The other day I decided to take the plunge and put some of my EAPG and American Brilliant glassware for sale in my Etsy shop.
Then I unpacked these bowls.
Suddenly, I could taste Aunt Jen’s famous macaroni salad. Emma’s even more famous German potato salad with bacon and oil. Pretzels and chips and homemade cole slaw…all served at our Janvier Road bungalow.
In these very same pieces.
I’d carted them around with me ever since they were packed away in 1960, then repacked and cataloged in the early 1990s. Now, I started to realize just how much work was ahead of me, as I tried to figure out the patterns, dates, etc.
But then the memories came flooding back, and it occurred to me that perhaps I should simply use them again. I could picture them in all their sparkly glory at summer BBQs, on a formal Thanksgiving table, at Christmas. Or maybe on a special movie night, filled with popcorn.
I ran them by the experts first. (Always a good idea)
I asked some serious collectors if any of the bowls were priceless rarities. They aren’t – so if one breaks it’ll totally freak me out. But it won’t be the end of the world.
But one expert made my decision easy.
She said, “It will mean more to your family if they can attach a family memory to it. That can only be done through use, not display.”
It was because they were used that these pieces were so precious to me. So why not do the same for my family now?
It didn’t take long at all to create a new memory.
As I was photographing the bowls (or trying to – glass is seriously challenging!), my granddaughter chose this one as her favorite. I told her that it’s New Martinsville’s “Radiance” from the 1930s. Her eyes lit up as she realized just how old it is, and that it had a name and a history.

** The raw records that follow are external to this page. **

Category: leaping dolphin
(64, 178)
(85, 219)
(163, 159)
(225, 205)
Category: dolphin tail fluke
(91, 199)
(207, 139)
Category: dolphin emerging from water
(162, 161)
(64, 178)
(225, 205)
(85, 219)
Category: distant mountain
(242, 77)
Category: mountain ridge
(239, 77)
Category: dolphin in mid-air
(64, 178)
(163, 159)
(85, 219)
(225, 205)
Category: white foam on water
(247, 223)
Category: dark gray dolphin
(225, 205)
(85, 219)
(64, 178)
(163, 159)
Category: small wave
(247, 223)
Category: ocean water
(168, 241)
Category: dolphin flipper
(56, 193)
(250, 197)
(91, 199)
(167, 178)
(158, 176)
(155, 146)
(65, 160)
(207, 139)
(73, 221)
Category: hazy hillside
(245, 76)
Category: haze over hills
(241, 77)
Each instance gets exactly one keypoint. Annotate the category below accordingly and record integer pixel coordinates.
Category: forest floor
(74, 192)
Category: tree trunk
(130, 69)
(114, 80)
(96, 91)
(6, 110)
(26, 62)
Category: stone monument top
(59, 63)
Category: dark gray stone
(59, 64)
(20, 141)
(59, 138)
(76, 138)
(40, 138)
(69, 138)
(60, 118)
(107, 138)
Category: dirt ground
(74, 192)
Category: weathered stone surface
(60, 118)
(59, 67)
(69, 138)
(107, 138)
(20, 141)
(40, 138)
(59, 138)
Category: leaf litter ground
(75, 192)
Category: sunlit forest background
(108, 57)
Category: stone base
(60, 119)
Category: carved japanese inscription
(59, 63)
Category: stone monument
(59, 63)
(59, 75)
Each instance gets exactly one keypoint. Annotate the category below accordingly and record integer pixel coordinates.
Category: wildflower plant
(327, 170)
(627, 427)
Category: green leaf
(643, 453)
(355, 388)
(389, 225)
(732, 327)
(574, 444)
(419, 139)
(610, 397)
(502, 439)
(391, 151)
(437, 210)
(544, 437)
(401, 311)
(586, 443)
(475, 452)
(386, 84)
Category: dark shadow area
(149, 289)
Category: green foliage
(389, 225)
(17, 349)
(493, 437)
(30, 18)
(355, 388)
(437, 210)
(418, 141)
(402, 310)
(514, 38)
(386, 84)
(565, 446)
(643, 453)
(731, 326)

That’s when I knew that these bowls will never be sold.
My family will now share those same lovely pressed glass bowls that I grew up with. One day they, too, will remember the tabbouleh, Greek salad, pita chips and, yes, potato and macaroni salad. And chances are very, very good that some of the bowls will make it, unscathed, to the children’s homes…and their children’s homes, as well.
And why shouldn’t they? After all, they already survived 100 years of family weekends, church picnics — and my cousins, my brother and me.
I’ll still sell some pieces that I simply have no room for.
But I’m going to hold onto many more. Not only to make memories, but to introduce a new generation first-hand, up close and personal, to the treasures of America’s first industry.